Equal amounts of protein samples were electrophoresed on 8%–10% sodium dodecyl sulfate polyacrylamide gel electrophoresis (SDS-PAGE) and transferred to polyvinylidene fluoride membranes (PVDF). Non-specific sites on the membrane were blocked with 5% skimmed milk in Tris-buffered saline-Tween20 (TBST) buffer for 2 h at room temperature and then the membranes were incubated with diluted respective primary antibodies against COX-2, iNOS, phosphoryled-ERK1/2, phosphoryled-p38, phosphoryled-JNK, ERK1/2, p38, JNK, GAPDH, p65, IκB-α, phosphorylated-IκB-α and PCNA overnight at 4 °C. After washing twice with TBST buffer, the membranes were incubated in horseradish peroxidase (HRP) conjugated secondary antibody solution for 2 h. Finally, bound immuno-complexes were detected using the ChemiDOC XRS+ system (Bio-Rad Laboratories, Hercules, CA, USA).

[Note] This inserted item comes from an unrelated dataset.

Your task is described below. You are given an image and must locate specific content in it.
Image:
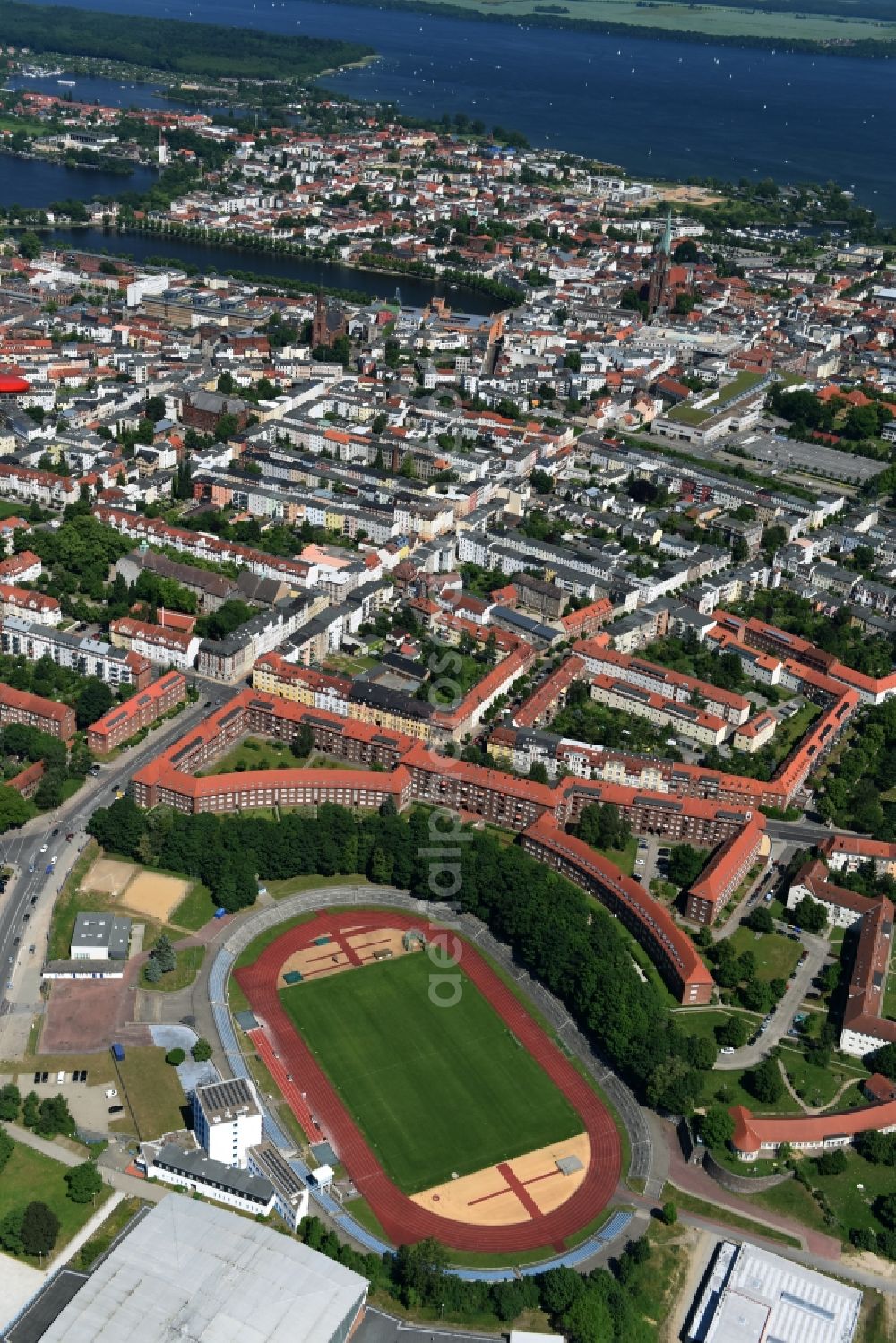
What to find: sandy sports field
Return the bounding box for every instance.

4.12. Statistical Analysis

All values were presented as the mean ± standard error of mean (SEM) from at least three replicate experiments. The significant difference was determined by one-way analysis of variance (ANOVA), followed by Dunnett’s post statistically hoc test where appropriate using GraphPad Prism version 5.0 (GraphPad Software, San Diego, CA, USA). p < 0.05 was considered statistically significant.

5. Conclusions

In conclusion, using bioactivity-guided isolation methods, compounds 1 and 2 isolated from air-dried LB have significant anti-inflammatory activities through inhibiting the production of NO, PGE2 and several pro-inflammatory cytokines, such as IL-1β, IL-6, and TNF-α in LPS induced RAW 264.7 macrophage cells. The molecular mechanism research indicated that the anti-inflammatory activities were mainly via the suppression of NF-κB and MAPK pathways. The results suggest that lily is a promising candidate for the prevention and treatment of inflammation.